Malala Yousufzai Image Credit: Supplied

Sharjah: Pakistani activist Malala Yousufzai will be a key speaker at the second ‘Investing in the Future’ (IIFMENA) conference in Sharjah on October 19-20.

The second IIFMENA conference titled ‘Building the Resilience of Women and Girls in the Arab Region’ is being organised by The Big Heart Foundation (TBHF), a Sharjah-based international humanitarian body in collaboration with the United Nations Entity for Gender Equality and the Empowerment of Women (UN Women).

The conference will provide a platform for discussions highlighting the need to incorporate women and young girls into decision-making through economic empowerment, paying attention to their specific needs in education, skills-training and employment.

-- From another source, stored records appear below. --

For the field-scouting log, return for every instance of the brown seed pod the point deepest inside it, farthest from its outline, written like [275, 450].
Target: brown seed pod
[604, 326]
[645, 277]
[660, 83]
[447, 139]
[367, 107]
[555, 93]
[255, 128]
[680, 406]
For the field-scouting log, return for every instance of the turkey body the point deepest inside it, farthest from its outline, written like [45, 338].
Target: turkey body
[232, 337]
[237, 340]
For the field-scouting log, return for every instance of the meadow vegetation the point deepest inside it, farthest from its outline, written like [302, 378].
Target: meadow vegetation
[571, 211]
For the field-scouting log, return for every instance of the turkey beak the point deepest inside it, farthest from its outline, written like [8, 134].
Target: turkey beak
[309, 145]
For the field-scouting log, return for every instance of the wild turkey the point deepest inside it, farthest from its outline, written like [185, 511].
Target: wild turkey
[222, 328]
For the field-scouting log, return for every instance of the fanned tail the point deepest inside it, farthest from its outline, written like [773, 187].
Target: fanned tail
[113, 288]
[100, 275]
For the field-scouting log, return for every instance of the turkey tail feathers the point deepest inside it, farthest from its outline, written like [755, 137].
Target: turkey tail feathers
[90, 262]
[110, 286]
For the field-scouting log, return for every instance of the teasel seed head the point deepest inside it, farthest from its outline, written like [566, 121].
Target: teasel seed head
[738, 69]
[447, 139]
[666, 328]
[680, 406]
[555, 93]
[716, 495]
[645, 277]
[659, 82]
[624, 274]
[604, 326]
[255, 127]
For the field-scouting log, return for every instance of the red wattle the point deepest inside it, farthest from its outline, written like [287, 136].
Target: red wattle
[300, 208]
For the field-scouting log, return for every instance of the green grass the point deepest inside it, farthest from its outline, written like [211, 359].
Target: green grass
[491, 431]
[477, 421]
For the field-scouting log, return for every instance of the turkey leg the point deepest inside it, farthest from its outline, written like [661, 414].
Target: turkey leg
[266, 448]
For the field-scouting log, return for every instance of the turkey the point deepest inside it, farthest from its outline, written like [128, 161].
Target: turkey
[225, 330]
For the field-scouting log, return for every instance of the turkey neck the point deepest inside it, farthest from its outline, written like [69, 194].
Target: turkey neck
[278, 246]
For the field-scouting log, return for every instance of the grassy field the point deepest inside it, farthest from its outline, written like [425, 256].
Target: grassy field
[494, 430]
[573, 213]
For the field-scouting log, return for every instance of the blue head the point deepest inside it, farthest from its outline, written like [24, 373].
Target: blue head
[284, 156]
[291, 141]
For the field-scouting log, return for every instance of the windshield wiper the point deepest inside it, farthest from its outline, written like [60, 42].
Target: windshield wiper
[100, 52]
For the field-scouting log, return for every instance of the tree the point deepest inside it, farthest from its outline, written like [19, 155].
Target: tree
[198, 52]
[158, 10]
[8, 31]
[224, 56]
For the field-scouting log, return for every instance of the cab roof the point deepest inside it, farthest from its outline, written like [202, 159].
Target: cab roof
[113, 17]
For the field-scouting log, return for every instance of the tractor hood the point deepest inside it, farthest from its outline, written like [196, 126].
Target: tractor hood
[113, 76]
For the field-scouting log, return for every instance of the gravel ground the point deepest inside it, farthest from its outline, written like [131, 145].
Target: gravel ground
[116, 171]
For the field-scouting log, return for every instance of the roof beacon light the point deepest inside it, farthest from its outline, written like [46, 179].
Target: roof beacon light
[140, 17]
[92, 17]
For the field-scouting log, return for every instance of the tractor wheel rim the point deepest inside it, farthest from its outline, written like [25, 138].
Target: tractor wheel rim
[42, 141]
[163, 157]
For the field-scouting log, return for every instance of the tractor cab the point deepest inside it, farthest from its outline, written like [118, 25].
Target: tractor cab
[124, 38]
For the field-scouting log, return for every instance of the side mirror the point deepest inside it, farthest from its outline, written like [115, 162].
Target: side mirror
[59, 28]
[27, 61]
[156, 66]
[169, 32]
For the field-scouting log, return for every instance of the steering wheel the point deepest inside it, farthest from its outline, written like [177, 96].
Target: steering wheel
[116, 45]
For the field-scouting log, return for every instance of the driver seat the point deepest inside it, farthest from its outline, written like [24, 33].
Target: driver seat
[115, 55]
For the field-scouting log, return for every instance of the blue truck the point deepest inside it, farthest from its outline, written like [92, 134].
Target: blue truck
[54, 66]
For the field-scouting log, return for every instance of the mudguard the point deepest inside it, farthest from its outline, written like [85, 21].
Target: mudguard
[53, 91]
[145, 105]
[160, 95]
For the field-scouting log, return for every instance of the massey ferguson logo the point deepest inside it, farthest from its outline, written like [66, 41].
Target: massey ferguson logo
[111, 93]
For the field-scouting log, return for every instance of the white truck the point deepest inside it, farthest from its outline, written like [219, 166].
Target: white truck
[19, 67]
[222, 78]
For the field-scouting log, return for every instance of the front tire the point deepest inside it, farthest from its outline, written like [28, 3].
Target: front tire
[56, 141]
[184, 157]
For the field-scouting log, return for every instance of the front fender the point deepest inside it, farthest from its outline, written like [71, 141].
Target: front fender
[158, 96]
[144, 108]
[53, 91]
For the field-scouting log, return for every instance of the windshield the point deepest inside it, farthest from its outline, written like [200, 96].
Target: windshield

The two-day forum will bring together government officials, representatives of international and non-governmental organisations, advocates of gender equality, academics and a number of experts and media personalities from across the world.

“We are eager advocates of our girls’ right to education. The UAE, since its inception, has always stood strongly for this. Educated women are better able to serve their families and nations and can work to a higher capacity to ensure stability and progress in their respective countries,” said Mariam Al Hammadi, director of Salam Ya Seghar — a TBHF initiative.

She pointed out that Malala, the youngest person to receive the Nobel Peace Prize, is a role model for girls and women across the world. “Her fight against the oppressive forces creating roadblocks for female education and empowerment is one of the bravest the world has ever seen. Her determination and insistence in the process to the extent of being shot for her cause not only leaves an imprint on her nation and society but on ours and on societies across the world,” added Al Hammadi.

In 2009, Malala defied the Taliban and demanded that girls be allowed to receive an education in her native Swat Valley in the Khyber Pakhtunkhwa province of northwest Pakistan. She defied the ban issued by the Taliban and continued to go to school along with a few girls who decided to hold on to their right to education. Her streak of defiance came out strongly in an Urdu blog she wrote for the BBC, reaffirming that her thirst for education was stronger than her fear of the Taliban. The blog marked a turning point in Malala’s advocacy, which grew into an international movement.

Commenting on her participation in the conference, Malala expressed her delight for be given the opportunity to talk about the challenges that face girls’ access to education in her country. She highlighted the importance of empowering girls to effectively contribute to developing their communities and stressed that the impressive presence of international attendees at the conference will allow her to make the voices of her peers heard in order to ensure a better future for them.

The conference’s second edition will also aim to support all women, including refugees and displaced persons, by working to meet their needs and to ensure full rights and justice for them.